Time will become our friend if we turn it moment by moment into ever more perfect actions. To strive to achieve what you want, effectively, creatively, with inspiration—that is the gist of the matter. The fundamental principle is that we either use time or lose it. To use our personal time is one of the most important personal habits essential to “contemporary” Christianity. But we must remember that the very term, “using time”, is inaccurate. Man cannot do anything with time itself, he can neither hurry it nor slow it down, neither save nor lose it. Least of all is man able to “control” it. The question is, what will we do within the boundaries of the time given us, how will we plan our affairs, organize them, in what order will we take them on, and what purpose will we accord them? We can only manage ourselves within the time given us. It is only in this sense that the imprecise expression, “to manage one’s time” can be applied. But do we have enough strength to do this? From childhood we are taught simple words of wisdom: Complete the task, and you can confidently enjoy yourself. There is time for work, and time for play. And beyond that? Oh, what guile do we not think up to justify our own indolence! There will be time to do it; one is wiser in the morning than in the evening; look, it is going to resolve itself; today I am not in shape, but tomorrow I will certainly do it better; you need to get a lot of rest before doing serious work; again, they are keeping me from doing my work. Our cunning stratagems are endless, and our disingenuousness knows no bounds. And no matter to whom one might say such words, they are all ultimately addressed to oneself. We deceive ourselves and only ourselves. And the paybacks for such seemingly innocent deception are neglected illnesses, unfinished tasks, and perhaps even a ruinous fate. After all, everything begins with trivialities…

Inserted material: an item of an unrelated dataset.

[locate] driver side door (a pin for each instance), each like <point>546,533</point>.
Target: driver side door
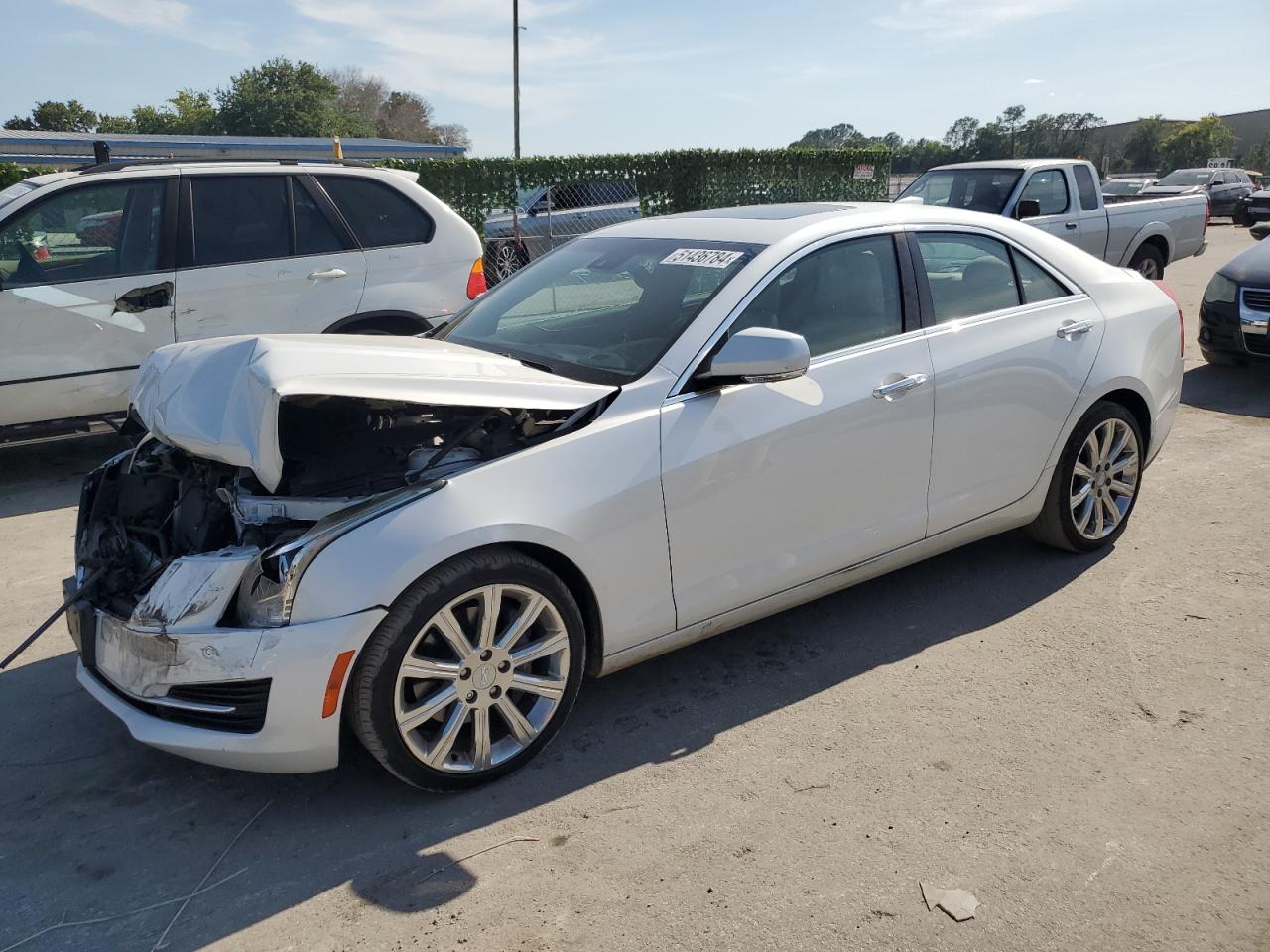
<point>85,295</point>
<point>771,485</point>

“You have a lot of homework. Do at least part of it,” says mother.
“Nonsense, it will get done. May I go play football? Okay?” That is something typical during our childhood. Football goes on until late evening, the homework is not done, and the next day a big “D” appears in the ledger. Unfortunately, we have not learned anything from life. As adults, we sometimes procrastinate just as easily in doing unpleasant tasks and responsibilities. However, while in childhood we may have been naive and guileless, with age we have developed a system of explanations/excuses for any given situation in life, and already have difficulty distinguishing between actual impediments to solving our problems and our preconceived notions. We make good resolutions to correct our life, and once again forget about them. What are we, slaves to an overwhelming schedule, to do?
First, you have to apply some time on [working on] yourself.
The more we think about time, the more we realize how unique is that resource. Time is not simply something that you “receive,” or “have.” It cannot be borrowed from someone else who seemingly has more than enough. When your time passes away, so does your life. And how you spend your time, perhaps more than anything else, determines what kind of person you are: your values, your beliefs and goals, your uniqueness as an individual. Thus, devoting time to yourself, to your personal growth, development, and habits, is essential toward serving God and your neighbor.
I would like to close with the words of Apostle Paul, As we have therefore opportunity, let us do good unto all men, especially unto them who are of the household of faith… (Gal. 6:10).